Introdução
A gestão ambiental reúne práticas e estratégias para reduzir impactos, usar recursos de forma sustentável e cumprir a legislação. Ela tornou-se essencial diante das mudanças climáticas, escassez de recursos e exigências regulatórias. Ferramentas como Avaliação de Impacto Ambiental, gestão de resíduos, eficiência energética e certificações promovem competitividade e responsabilidade socioambiental. Este estudo investiga casos reais de empresas brasileiras que aplicam essas práticas, analisando sua contribuição para a redução de impactos, inovação em processos e alinhamento aos ODS.
Problema de Pesquisa e Objetivo
Como empresas no Brasil podem adotar práticas de gestão ambiental — Avaliação de Impacto Ambiental, gestão de resíduos, eficiência energética e certificações — para reduzir impactos negativos sem comprometer sua competitividade? Este estudo objetiva identificar e analisar casos reais que utilizam essas ferramentas, avaliando efetividade, limitações e contribuições para a sustentabilidade organizacional, bem como sua aderência aos Objetivos de Desenvolvimento Sustentável.
Fundamentação Teórica
A gestão ambiental empresarial consolida-se como prática estratégica ao alinhar objetivos econômicos e responsabilidades socioambientais, respondendo a pressões regulatórias, de mercado e da sociedade (Barbieri, 2016).
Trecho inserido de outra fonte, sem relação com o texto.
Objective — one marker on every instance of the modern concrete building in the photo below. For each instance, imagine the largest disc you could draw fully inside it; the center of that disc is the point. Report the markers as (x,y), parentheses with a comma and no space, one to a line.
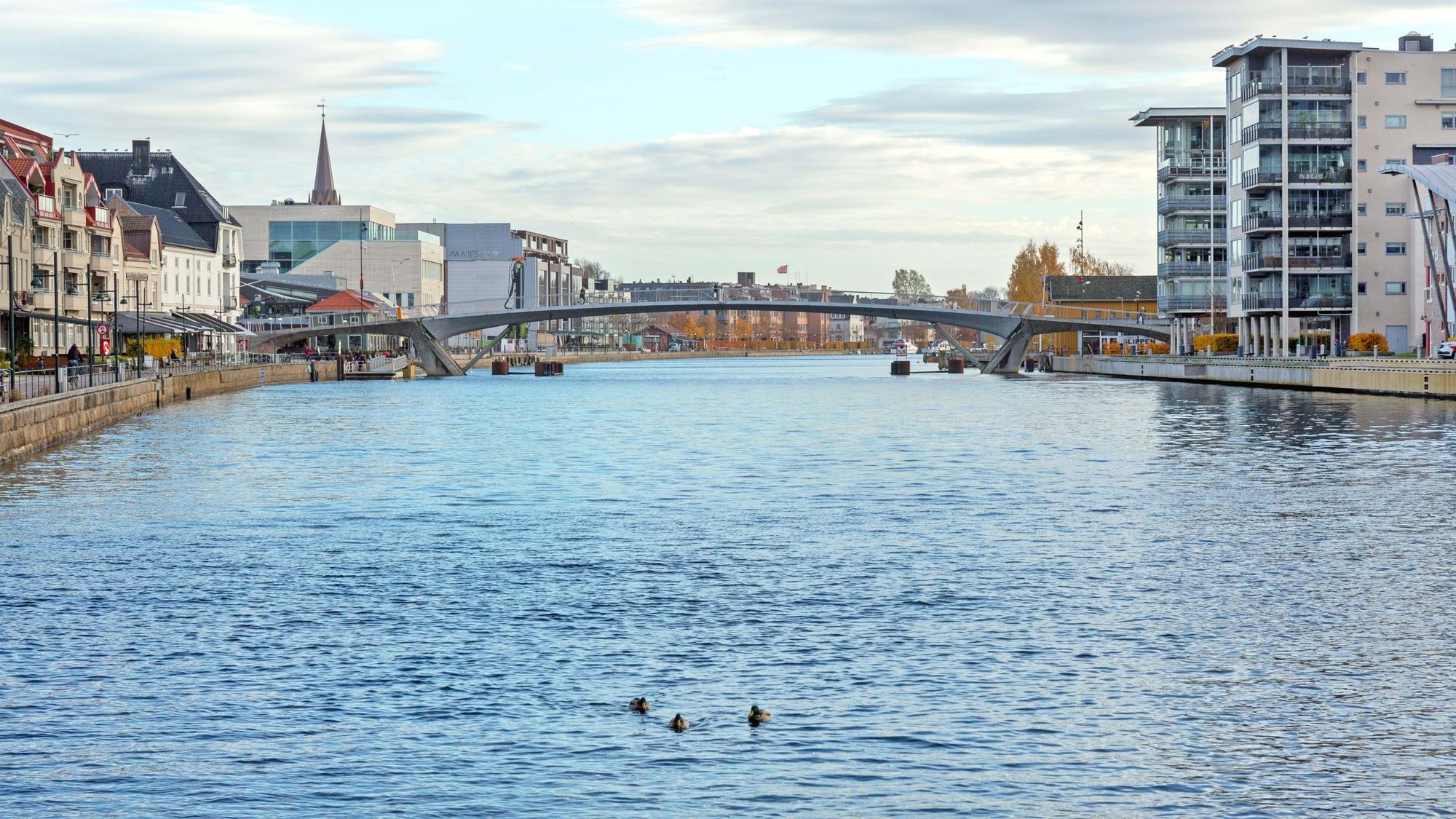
(1192,207)
(1318,238)
(347,241)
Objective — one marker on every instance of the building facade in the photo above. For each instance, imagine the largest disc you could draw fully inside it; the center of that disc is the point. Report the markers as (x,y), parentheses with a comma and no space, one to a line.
(1320,240)
(1192,171)
(200,261)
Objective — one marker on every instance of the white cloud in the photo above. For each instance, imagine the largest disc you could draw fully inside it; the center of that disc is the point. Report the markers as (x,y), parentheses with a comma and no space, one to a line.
(229,88)
(845,205)
(1126,36)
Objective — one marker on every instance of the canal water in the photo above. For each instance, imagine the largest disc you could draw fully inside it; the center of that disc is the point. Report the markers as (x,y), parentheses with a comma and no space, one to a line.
(991,596)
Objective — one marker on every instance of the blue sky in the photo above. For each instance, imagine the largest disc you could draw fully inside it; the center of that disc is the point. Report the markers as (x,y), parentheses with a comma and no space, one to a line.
(678,138)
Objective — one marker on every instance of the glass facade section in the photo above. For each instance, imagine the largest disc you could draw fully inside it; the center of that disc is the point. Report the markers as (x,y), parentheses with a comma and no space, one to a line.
(292,244)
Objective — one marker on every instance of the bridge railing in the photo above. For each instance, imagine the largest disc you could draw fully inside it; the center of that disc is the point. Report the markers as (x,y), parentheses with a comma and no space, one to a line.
(729,295)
O uso de ferramentas como Avaliação de Impacto Ambiental, gestão de resíduos, eficiência energética e certificações ambientais promove ecoeficiência, reduz impactos e fortalece a competitividade organizacional (Curi, 2011). Essas práticas refletem a transição necessária para modelos sustentáveis de produção, consumo, e a melhoria contínua do desempenho ambiental.
Metodologia
A pesquisa é qualitativa, exploratória e descritiva, baseada em levantamento bibliográfico e documental em relatórios institucionais e fontes acadêmicas. Foram selecionados quatro casos: AIA da Usina Termelétrica GDE Pará I, gestão de resíduos pela Trashin, eficiência energética na PepsiCo Brasil e certificações ISO 14001 da ISA Energia. A análise comparativa buscou avaliar contribuições, limitações e alinhamentos teóricos, destacando a replicabilidade e desafios de implementação em diferentes setores.
Análise e Discussão dos Resultados
A análise mostra que a AIA promove transparência e prevenção de riscos; a Trashin fortalece a economia circular e neutraliza emissões; a PepsiCo inova ao aplicar energia termossolar e reduzir carbono; e a ISA Energia amplia legitimidade por meio da ISO 14001. Esses casos demonstram ganhos ambientais e competitivos, embora apresentem desafios como custos elevados, necessidade de engajamento e limitação de escala. Evidencia-se a importância da integração entre inovação, regulação e responsabilidade socioambiental
Considerações Finais
Os casos analisados confirmam que práticas de gestão ambiental reduzem impactos, fortalecem a competitividade e contribuem para os ODS. O estudo reforça a aplicabilidade teórico-prática das ferramentas, mostrando replicabilidade em outros setores. Contudo, limitações como custos de implementação e escassez de dados quantitativos restringem a generalização. Recomenda-se ampliar incentivos e parcerias que facilitem a adoção de práticas sustentáveis em empresas de diferentes portes e contextos produtivos.
Referências
BARBIERI, J. C. Gestão Ambiental Empresarial. 4ª ed. Saraiva, 2016.
CURI, D. (Org.). Gestão ambiental. Pearson, 2011.
TACHIZAWA, T. Gestão ambiental e responsabilidade social corporativa. Atlas/Gen, 2019.
VILELA JUNIOR, A.; DEMAJOROVIC, J. (Orgs.). Modelos e ferramentas de gestão ambiental. Senac, 2006.
Fontes institucionais: SEMAS-PA; Trashin; FEAGRI-UNICAMP; ISA Energia Brasil.